On Tuesday, 25th of October 2022, OpenSSL announced an upcoming critical vulnerability in OpenSSL 3.0 that would be resolved in an update released on Tuesday, 1st of November 2022.
OpenSSL v3.0.7 was released on Tuesday, 1st of November, which patched two high-severity vulnerabilities: CVE-2022-3602 and CVE-2022-3786.
Scope
The vulnerability only affects OpenSSL 3.0 – 3.0.6, so this vulnerability does not impact any systems using SSL 1 or 2.

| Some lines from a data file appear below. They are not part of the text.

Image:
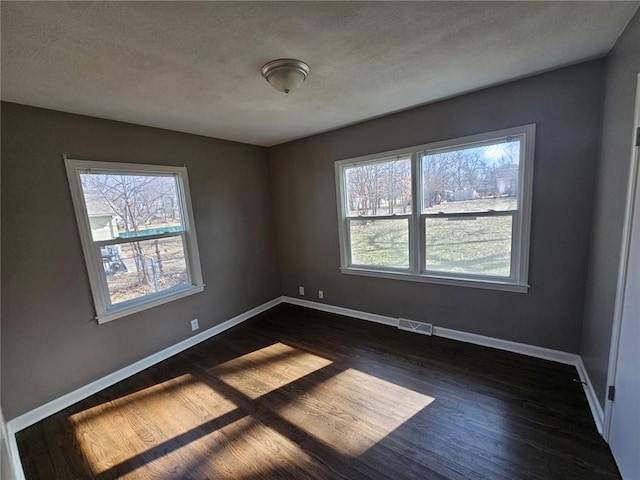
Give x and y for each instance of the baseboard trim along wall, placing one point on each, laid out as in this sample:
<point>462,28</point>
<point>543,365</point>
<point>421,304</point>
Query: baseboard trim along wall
<point>33,416</point>
<point>515,347</point>
<point>596,409</point>
<point>54,406</point>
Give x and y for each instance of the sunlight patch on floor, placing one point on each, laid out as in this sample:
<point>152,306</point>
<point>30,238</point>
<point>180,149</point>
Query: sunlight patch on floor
<point>262,371</point>
<point>365,409</point>
<point>106,438</point>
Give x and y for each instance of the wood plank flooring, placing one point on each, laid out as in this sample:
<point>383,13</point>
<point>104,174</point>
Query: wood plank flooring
<point>300,394</point>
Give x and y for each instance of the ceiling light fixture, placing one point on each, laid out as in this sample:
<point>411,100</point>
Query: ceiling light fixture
<point>285,74</point>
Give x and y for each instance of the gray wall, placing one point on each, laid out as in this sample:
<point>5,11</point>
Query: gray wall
<point>565,105</point>
<point>50,344</point>
<point>623,66</point>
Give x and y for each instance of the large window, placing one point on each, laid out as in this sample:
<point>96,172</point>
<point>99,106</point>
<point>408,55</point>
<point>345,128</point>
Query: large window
<point>454,212</point>
<point>137,232</point>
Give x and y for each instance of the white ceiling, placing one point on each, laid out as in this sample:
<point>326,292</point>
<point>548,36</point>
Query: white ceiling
<point>195,66</point>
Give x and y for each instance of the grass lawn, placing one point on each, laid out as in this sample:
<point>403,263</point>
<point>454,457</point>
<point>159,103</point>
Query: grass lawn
<point>475,245</point>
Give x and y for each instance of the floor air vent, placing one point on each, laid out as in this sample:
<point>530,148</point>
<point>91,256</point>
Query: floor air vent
<point>416,327</point>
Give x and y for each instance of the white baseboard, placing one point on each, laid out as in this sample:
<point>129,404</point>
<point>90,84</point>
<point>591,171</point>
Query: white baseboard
<point>515,347</point>
<point>44,411</point>
<point>522,348</point>
<point>33,416</point>
<point>7,453</point>
<point>371,317</point>
<point>40,413</point>
<point>509,346</point>
<point>592,398</point>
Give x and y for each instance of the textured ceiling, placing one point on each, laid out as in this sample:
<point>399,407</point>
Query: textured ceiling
<point>195,66</point>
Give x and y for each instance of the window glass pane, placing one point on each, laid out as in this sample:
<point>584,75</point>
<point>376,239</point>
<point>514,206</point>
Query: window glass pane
<point>380,188</point>
<point>475,245</point>
<point>382,243</point>
<point>475,179</point>
<point>121,205</point>
<point>136,269</point>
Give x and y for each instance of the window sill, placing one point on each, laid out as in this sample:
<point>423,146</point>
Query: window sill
<point>457,282</point>
<point>144,305</point>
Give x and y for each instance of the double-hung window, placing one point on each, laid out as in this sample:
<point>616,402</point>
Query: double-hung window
<point>455,212</point>
<point>138,234</point>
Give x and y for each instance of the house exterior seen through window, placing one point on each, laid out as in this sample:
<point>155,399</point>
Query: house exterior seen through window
<point>454,212</point>
<point>137,233</point>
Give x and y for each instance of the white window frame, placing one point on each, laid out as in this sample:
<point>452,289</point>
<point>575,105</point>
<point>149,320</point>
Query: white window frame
<point>105,311</point>
<point>516,282</point>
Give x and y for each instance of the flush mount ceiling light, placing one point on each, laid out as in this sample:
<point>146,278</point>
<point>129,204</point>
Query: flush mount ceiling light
<point>285,74</point>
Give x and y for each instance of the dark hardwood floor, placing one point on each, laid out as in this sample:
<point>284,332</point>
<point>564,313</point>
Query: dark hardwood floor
<point>295,393</point>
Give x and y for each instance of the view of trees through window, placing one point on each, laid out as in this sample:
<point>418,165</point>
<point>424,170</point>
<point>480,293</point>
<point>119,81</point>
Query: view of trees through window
<point>469,200</point>
<point>147,210</point>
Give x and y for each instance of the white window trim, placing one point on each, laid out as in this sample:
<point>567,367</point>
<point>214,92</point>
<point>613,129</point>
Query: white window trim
<point>105,312</point>
<point>517,282</point>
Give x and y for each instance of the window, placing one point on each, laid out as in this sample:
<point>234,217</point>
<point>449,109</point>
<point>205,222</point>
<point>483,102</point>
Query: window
<point>138,235</point>
<point>455,212</point>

OpenSSL 3 is commonly used in CentOS Stream 9, Ubuntu 22.04, Fedora 36, Fedora Rawhide and RHEL 9. If you have any web servers hosted on these operating systems, you should check to see if this patch is required.
Solution
Fortunately, the solution to this issue is to upgrade OpenSSL 3 to 3.07, which is relatively straight forward.
Executive Summary
If you’re in a technical, managerial position and need a simple breakdown of how to deal with this, I recommend the following steps.

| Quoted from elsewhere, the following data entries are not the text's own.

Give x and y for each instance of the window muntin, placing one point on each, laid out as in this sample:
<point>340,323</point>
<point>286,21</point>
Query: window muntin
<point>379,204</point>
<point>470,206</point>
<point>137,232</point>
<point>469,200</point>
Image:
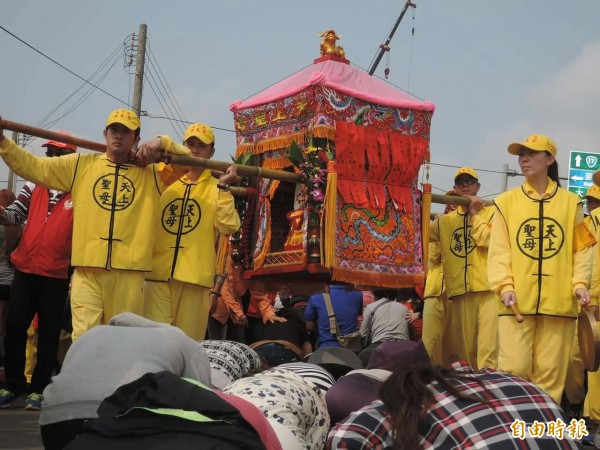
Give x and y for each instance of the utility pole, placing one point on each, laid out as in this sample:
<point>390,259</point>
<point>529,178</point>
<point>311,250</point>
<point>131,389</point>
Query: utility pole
<point>12,177</point>
<point>139,70</point>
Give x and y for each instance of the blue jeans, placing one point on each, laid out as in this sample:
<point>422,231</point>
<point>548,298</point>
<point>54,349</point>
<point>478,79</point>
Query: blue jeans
<point>276,354</point>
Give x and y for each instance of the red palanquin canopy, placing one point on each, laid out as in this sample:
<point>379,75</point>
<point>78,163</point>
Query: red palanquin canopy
<point>381,137</point>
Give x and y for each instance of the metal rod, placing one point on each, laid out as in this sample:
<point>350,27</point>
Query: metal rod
<point>384,47</point>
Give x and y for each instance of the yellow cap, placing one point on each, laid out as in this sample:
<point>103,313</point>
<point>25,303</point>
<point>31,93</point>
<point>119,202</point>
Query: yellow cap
<point>466,171</point>
<point>124,117</point>
<point>201,131</point>
<point>593,191</point>
<point>537,142</point>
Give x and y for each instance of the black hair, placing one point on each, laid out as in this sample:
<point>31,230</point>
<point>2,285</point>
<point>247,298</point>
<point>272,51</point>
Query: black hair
<point>291,314</point>
<point>408,397</point>
<point>138,130</point>
<point>385,293</point>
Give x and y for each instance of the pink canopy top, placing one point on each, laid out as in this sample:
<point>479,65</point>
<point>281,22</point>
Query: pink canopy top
<point>342,77</point>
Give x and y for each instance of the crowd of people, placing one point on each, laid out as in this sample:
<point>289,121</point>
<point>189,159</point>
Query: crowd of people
<point>118,249</point>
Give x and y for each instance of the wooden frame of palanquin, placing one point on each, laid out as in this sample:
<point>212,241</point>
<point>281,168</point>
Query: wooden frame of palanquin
<point>266,131</point>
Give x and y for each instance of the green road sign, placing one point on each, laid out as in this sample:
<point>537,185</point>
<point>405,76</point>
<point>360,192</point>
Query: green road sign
<point>584,161</point>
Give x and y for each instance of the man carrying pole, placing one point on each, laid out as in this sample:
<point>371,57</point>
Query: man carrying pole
<point>114,202</point>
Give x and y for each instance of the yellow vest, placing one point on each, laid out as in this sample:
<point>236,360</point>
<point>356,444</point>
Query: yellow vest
<point>541,233</point>
<point>434,284</point>
<point>113,204</point>
<point>190,217</point>
<point>464,245</point>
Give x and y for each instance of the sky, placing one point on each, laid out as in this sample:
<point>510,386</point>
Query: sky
<point>496,71</point>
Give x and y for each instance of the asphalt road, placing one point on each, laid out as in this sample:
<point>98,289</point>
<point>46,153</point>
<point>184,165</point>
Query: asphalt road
<point>19,429</point>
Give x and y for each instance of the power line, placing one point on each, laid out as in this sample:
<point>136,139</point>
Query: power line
<point>176,129</point>
<point>151,72</point>
<point>62,66</point>
<point>153,61</point>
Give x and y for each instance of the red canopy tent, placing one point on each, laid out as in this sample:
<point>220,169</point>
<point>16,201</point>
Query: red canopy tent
<point>369,225</point>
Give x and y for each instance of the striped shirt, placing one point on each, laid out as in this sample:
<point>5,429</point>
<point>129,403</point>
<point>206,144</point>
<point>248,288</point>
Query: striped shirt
<point>512,420</point>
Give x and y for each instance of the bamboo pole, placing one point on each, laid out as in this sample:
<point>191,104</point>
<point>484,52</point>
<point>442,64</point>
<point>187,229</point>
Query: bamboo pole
<point>455,200</point>
<point>242,170</point>
<point>47,134</point>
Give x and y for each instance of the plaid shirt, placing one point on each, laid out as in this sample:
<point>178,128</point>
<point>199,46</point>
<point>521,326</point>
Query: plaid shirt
<point>516,408</point>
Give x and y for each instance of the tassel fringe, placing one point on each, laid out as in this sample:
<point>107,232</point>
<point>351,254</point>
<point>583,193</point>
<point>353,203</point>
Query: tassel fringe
<point>329,218</point>
<point>425,218</point>
<point>377,279</point>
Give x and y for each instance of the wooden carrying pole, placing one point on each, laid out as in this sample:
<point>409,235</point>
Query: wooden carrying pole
<point>242,170</point>
<point>455,200</point>
<point>51,135</point>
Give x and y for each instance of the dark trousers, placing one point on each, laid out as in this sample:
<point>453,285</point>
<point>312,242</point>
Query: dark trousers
<point>230,331</point>
<point>276,354</point>
<point>57,435</point>
<point>32,294</point>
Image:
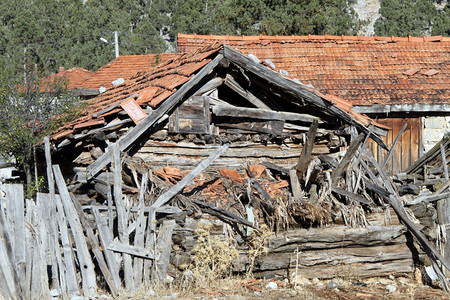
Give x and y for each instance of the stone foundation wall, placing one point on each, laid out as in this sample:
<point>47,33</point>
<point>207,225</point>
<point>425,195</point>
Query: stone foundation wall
<point>434,129</point>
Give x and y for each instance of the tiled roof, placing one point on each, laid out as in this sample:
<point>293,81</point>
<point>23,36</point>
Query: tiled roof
<point>123,67</point>
<point>72,77</point>
<point>152,86</point>
<point>363,70</point>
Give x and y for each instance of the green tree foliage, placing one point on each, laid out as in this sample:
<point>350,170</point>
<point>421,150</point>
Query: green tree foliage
<point>441,25</point>
<point>300,17</point>
<point>412,17</point>
<point>28,109</point>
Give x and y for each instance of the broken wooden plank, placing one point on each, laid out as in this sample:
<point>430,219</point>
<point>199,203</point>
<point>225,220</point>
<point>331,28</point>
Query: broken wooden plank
<point>300,92</point>
<point>268,127</point>
<point>89,282</point>
<point>305,156</point>
<point>126,140</point>
<point>7,264</point>
<point>105,239</point>
<point>160,210</point>
<point>67,272</point>
<point>349,154</point>
<point>391,151</point>
<point>209,86</point>
<point>444,162</point>
<point>39,278</point>
<point>139,238</point>
<point>232,84</point>
<point>48,209</point>
<point>150,243</point>
<point>263,114</point>
<point>395,202</point>
<point>350,195</point>
<point>222,214</point>
<point>164,198</point>
<point>131,250</point>
<point>115,105</point>
<point>163,248</point>
<point>295,186</point>
<point>122,216</point>
<point>95,247</point>
<point>15,214</point>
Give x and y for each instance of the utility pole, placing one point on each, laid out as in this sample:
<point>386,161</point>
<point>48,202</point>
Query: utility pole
<point>116,43</point>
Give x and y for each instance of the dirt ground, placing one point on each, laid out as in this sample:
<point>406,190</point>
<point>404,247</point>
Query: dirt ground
<point>400,288</point>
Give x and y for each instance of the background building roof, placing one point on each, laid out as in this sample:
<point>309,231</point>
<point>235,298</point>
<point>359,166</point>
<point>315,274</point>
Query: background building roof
<point>363,70</point>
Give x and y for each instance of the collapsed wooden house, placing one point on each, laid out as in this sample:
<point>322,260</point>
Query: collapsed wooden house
<point>395,80</point>
<point>217,137</point>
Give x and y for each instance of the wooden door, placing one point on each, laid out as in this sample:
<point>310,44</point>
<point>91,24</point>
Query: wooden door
<point>409,145</point>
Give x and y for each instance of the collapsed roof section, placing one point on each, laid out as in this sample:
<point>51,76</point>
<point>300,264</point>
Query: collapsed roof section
<point>363,70</point>
<point>222,83</point>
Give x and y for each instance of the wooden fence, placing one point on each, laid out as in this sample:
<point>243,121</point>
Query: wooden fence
<point>52,247</point>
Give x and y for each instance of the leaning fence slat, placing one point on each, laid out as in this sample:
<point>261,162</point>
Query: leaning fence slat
<point>36,271</point>
<point>89,282</point>
<point>7,258</point>
<point>105,238</point>
<point>67,271</point>
<point>49,209</point>
<point>48,238</point>
<point>95,247</point>
<point>164,247</point>
<point>9,288</point>
<point>29,253</point>
<point>140,231</point>
<point>150,244</point>
<point>15,198</point>
<point>39,279</point>
<point>122,216</point>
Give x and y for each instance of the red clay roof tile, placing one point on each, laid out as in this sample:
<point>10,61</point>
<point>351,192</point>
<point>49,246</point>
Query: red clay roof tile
<point>363,70</point>
<point>71,77</point>
<point>153,86</point>
<point>123,67</point>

- Enumerate your environment and get a complete list of all hosts which use SSL 3.
- If you have 3rd party software that relies on OpenSSL 3, contact your software vendor for support as soon as possible.
- If you have a DevOps or Applications team, liaise with them to find out if OpenSSL 3 is being used anywhere else, but don’t take this as a certainty.
- Consider running a credentialed vulnerability scan to identify OpenSSL 3 on any applications. It’s possible Developers have this installed on their company laptops for testing.
- Schedule an urgent change to upgrade OpenSSL 3 to the latest version of 3.0.7
- Any laptops identified with OpenSSL 3 with version 3.0.6 or earlier should be upgraded immediately to 3.0.7 or removed OpenSSL from laptops. Bear in mind laptops may be out on public networks, so these are an attack vector that may be overlooked.
- Once you have confirmed OpenSSL has been upgraded everywhere, consider changes to internal processes on testing on local laptops. Investing in a UAT/Testing environment is preferable to allowing staff to install things on their machine for testing.
- This does not impact SSL certificates.